Finding application memory leaks
By user12614486 on Sep 24, 2007
Today, I unlocked my screensaver and found that I couldn't launch anything from the GNOME panel launchbar. Everything reported fork failing from "out of memory".
A coworker had had a similar problem, and it went away when, in trying to debug it, we had to kill gnome-panel.
Well, let's look at gnome-panel's pmap output: gee, its heap is over 1GB. (!)
So, that's probably a memory leak. How to find it? With some quick IRCs to some helpful GNOME engineers (GMan and Laca, to the rescue, as so often happens), I discover that I can remove gnome-panel from my session so it doesn't auto-restart when I kill it, by using
(from a command line, of course, because...I can't launch anything).
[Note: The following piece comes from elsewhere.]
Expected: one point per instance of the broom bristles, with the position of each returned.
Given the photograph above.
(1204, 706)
First,
though, I copied down its current arguments for restart, which were
--session default1. Then, I'm ready to try out libumem.
Adam has a wonderful introduction, Jonathan Adams wrote a really nice reference on the topic of libumem and mdb, and there are plenty of other examples of use around. My particular method was to enter the command
LD_PRELOAD=/usr/lib/libumem.so.1 UMEM_DEBUG=default gnome-panel --session default1
and then use
mdb -p $(pgrep gnome-panel) to start up an mdb and access libumem's debugging features.
::findleaks immediately showed some false hits, and ::umem_verify was clean, so I waited for a little while and saw no further leaks in ::findleaks. Then I started a terminal from my custom terminal launcher on the panel. Bam! New leaks from ::findleaks! After messing about with manual ::bufctl_audits on the bufctl addresses in ::findleaks output, I decided that ::help findleaks might be handy, and indeed, it showed the -d option which put it all together, showing stack backtraces for the leaked buffers, which allowed us to examine the code and spot the leaks.
GMan and I were quickly able to find a bug in libgnome-desktop and another in gnome-panel itself (a fix to one of the Sun patches for gnome-panel, in panel_lockdown_is_forbidden_key_file). I was able to verify that all the leaked buffers sprang from one of those two sources.
I can't even begin to tell you how much faster and more fun that was with libumem than without. If you have any sort of allocation problem at all, you should seriously consider libumem debugging...free with Solaris.